La existencia de los grupos insurgentes en Colombia obedece a procesos históricos que hunden sus raíces en múltiples causas, dimensiones y factores. Una de las relatorías de la Comisión de Historia del Conflicto y sus Víctimas, indica que “se trata de un conflicto con raíces políticas, en la medida en que involucra proyectos de sociedad que los actores percibieron como antagónicos y por tanto fundados en una «enemistad absoluta»”. Entendiendo lo político como el ejercicio del poder en sus diferentes manifestaciones, dinámicas, órdenes, dimensiones, estructuras, dispositivos de control y dominación, entre ellos el ejercicio del poder del Estado.

Colombia asumió la senda de ceder parte de su soberanía al hacer suyas las estrategias ligadas a la seguridad de los Estados Unidos en su guerra contra el comunismo, contra las drogas y el terrorismo internacional, y hoy el costo de la terminación del conflicto para todos los actores implica el reconocimiento de la responsabilidad política y de las atrocidades en su accionar, y en particular por la responsabilidad del Estado, por las conductas de sus agentes, ya sea de manera directa o indirecta, o a través de terceros que contaron con su apoyo, tolerancia o aquiescencia, y por la no diligencia debida en materia de control.

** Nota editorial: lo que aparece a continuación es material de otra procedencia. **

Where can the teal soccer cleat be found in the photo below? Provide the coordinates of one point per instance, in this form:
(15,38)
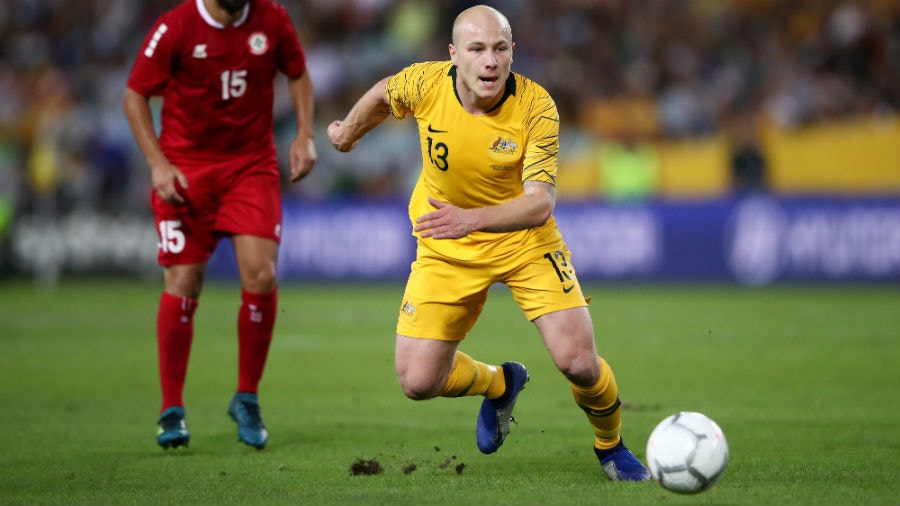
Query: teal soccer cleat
(621,465)
(496,414)
(172,431)
(244,409)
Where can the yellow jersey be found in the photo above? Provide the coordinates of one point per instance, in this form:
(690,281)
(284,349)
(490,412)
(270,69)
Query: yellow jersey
(478,160)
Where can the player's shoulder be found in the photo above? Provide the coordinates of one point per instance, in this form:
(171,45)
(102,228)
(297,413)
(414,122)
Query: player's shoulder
(270,6)
(527,87)
(532,96)
(427,69)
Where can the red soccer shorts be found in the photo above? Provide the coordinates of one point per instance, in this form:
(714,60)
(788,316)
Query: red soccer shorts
(240,196)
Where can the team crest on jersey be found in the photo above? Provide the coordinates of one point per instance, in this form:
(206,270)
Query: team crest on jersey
(258,43)
(505,146)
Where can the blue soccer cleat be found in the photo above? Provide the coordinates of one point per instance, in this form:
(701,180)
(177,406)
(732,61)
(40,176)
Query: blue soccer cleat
(172,431)
(621,465)
(244,409)
(496,414)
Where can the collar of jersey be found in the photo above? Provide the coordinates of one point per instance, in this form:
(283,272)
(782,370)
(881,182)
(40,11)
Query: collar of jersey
(215,24)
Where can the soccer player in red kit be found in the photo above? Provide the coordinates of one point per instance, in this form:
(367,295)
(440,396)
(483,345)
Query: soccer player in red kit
(215,174)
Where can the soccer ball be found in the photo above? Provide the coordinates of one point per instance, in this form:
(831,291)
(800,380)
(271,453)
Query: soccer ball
(687,453)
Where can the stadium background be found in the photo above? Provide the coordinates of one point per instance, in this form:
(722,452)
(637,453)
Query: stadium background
(754,141)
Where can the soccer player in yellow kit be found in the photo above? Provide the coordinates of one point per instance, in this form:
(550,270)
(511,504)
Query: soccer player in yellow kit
(482,214)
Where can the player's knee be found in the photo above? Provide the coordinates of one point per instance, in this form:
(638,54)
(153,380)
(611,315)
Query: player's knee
(418,388)
(580,368)
(259,280)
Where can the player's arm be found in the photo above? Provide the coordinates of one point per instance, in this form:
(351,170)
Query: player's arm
(302,149)
(532,209)
(164,174)
(368,112)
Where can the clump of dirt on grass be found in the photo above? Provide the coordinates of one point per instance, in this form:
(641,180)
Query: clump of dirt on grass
(366,467)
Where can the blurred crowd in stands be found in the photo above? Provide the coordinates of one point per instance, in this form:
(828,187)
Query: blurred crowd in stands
(618,69)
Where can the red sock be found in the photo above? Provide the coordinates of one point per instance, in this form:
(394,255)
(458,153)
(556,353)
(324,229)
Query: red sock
(256,320)
(174,333)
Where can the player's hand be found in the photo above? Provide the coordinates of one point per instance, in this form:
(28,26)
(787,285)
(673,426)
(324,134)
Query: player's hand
(303,157)
(334,136)
(167,180)
(445,222)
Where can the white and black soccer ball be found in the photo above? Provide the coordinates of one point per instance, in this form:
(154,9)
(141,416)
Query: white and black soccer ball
(687,452)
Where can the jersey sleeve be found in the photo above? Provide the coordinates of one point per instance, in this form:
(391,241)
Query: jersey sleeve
(291,58)
(542,122)
(152,68)
(406,89)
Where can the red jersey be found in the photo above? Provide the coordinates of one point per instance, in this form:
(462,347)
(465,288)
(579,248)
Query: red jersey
(217,82)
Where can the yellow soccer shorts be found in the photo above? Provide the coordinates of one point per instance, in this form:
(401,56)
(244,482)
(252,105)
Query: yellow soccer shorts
(445,296)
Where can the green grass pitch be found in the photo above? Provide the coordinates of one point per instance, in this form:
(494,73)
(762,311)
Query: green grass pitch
(803,380)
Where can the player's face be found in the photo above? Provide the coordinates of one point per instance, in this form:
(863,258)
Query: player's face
(232,6)
(482,53)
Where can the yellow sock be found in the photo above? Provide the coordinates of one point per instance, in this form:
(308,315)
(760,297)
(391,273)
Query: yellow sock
(601,404)
(470,377)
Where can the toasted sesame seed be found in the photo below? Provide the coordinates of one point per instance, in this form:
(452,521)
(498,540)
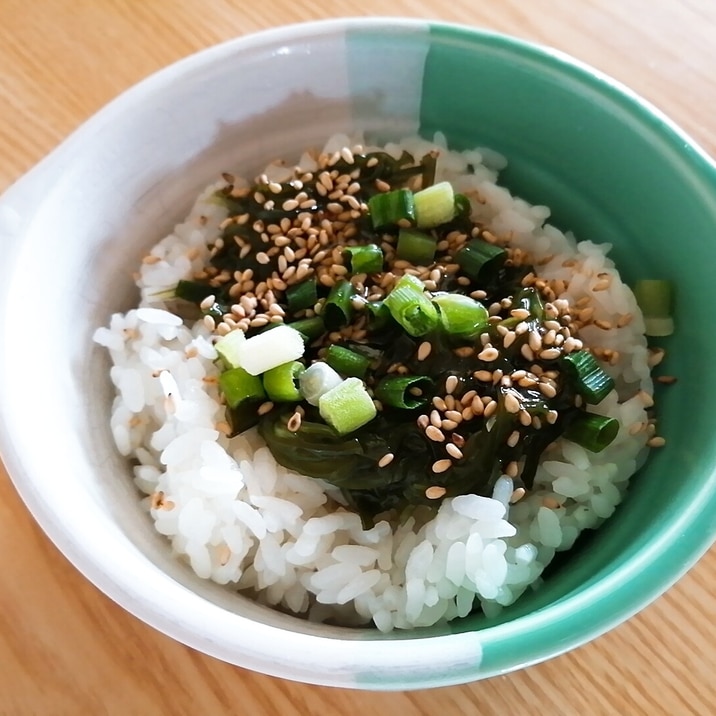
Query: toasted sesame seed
(294,422)
(435,492)
(477,407)
(467,398)
(424,350)
(441,466)
(489,354)
(439,403)
(512,403)
(451,383)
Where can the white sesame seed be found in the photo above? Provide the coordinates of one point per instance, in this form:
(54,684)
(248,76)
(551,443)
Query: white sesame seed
(489,354)
(441,466)
(435,492)
(439,403)
(512,403)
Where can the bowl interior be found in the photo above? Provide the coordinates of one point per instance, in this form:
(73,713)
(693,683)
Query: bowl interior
(611,170)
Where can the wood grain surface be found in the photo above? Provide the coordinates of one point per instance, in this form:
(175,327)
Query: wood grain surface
(67,649)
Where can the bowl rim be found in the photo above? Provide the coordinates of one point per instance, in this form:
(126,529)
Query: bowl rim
(628,589)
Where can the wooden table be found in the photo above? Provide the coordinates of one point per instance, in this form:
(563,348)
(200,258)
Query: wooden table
(64,647)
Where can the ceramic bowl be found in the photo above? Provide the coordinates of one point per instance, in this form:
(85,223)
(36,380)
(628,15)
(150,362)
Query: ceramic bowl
(612,168)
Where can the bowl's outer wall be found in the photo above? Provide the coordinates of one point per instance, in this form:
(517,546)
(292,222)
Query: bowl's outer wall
(611,169)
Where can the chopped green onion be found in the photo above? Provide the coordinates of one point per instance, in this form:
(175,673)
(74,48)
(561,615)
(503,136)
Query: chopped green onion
(434,205)
(590,379)
(239,386)
(478,259)
(346,361)
(302,295)
(338,308)
(593,432)
(316,380)
(404,391)
(378,314)
(228,347)
(461,315)
(411,307)
(655,298)
(347,406)
(309,328)
(271,348)
(367,258)
(280,382)
(391,208)
(463,208)
(416,247)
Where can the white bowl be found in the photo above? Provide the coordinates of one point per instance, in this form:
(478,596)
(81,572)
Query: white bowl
(73,231)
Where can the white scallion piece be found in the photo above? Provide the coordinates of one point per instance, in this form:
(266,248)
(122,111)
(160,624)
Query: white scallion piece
(269,349)
(228,347)
(434,205)
(316,380)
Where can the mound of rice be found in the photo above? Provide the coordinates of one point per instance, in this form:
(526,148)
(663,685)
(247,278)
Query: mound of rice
(240,519)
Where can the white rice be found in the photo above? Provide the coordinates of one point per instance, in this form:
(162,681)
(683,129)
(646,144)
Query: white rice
(240,519)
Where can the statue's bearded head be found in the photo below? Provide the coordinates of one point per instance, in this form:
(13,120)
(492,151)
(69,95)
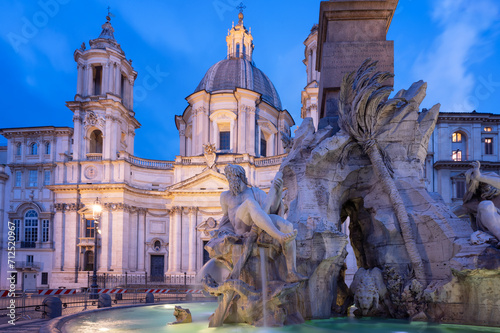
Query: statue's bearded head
(236,177)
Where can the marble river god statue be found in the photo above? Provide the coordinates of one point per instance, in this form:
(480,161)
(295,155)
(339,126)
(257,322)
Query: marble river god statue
(482,196)
(252,237)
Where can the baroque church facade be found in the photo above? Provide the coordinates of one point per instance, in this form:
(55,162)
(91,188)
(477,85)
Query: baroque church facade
(157,215)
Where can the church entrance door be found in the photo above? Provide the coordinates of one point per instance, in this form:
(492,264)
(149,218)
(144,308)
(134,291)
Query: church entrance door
(157,268)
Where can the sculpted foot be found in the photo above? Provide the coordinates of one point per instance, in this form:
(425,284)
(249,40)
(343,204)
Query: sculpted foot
(293,277)
(287,238)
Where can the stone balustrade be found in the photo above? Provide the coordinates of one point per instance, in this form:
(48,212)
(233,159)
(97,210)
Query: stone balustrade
(155,164)
(94,156)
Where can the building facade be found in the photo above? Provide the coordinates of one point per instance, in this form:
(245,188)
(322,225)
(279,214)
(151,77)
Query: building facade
(156,215)
(459,139)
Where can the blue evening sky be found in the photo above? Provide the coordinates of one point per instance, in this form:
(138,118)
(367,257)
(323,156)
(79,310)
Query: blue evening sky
(451,44)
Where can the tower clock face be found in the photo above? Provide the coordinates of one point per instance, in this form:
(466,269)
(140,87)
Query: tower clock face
(90,172)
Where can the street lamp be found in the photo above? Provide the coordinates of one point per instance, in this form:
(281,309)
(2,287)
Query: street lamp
(96,214)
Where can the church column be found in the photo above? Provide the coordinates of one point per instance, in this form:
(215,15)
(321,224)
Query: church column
(105,78)
(192,240)
(257,140)
(115,131)
(85,79)
(234,136)
(242,135)
(182,139)
(90,77)
(272,142)
(58,226)
(194,132)
(119,223)
(131,94)
(251,133)
(79,81)
(77,121)
(215,134)
(171,240)
(103,262)
(117,79)
(106,142)
(178,243)
(70,237)
(140,244)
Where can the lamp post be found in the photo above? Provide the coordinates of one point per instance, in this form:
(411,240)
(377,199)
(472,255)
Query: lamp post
(96,214)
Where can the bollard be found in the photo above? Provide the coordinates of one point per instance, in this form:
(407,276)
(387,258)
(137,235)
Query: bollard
(104,301)
(150,298)
(53,306)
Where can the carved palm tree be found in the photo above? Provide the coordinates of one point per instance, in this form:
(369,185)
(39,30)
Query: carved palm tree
(364,112)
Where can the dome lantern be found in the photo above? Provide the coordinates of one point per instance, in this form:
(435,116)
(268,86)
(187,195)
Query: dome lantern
(239,40)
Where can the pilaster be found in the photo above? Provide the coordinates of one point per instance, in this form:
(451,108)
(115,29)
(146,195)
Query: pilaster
(192,240)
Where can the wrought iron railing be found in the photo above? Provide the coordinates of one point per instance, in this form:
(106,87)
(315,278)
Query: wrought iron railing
(94,156)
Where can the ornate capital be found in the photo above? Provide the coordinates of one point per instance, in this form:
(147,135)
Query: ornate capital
(91,119)
(201,110)
(248,108)
(175,210)
(60,207)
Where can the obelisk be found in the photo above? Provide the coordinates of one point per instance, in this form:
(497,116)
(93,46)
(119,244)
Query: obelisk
(350,31)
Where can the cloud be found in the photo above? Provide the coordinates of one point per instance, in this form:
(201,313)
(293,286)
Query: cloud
(446,63)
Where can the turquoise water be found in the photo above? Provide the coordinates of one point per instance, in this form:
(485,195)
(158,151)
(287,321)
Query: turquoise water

La responsabilidad, más allá del reconocimiento de las atrocidades, requiere una lectura política del pasado que permita el cierre de los ciclos de violencia sistémica o estructurada. El patíbulo, el reclutamiento forzado, el exilio, la cárcel y las amnistías operadas en el pasado contribuyeron a cierres parciales de la violencia con la exclusión política, social, cultural y económica de diversos sectores de la sociedad, y la negación colectiva de los costos que acarrea a la sociedad a largo plazo, con la apertura de nuevas heridas y sendas de conflictividad. Existen sendos ejemplos en nuestra historia del frágil tránsito de la víctima a victimario en su forma individual o colectiva.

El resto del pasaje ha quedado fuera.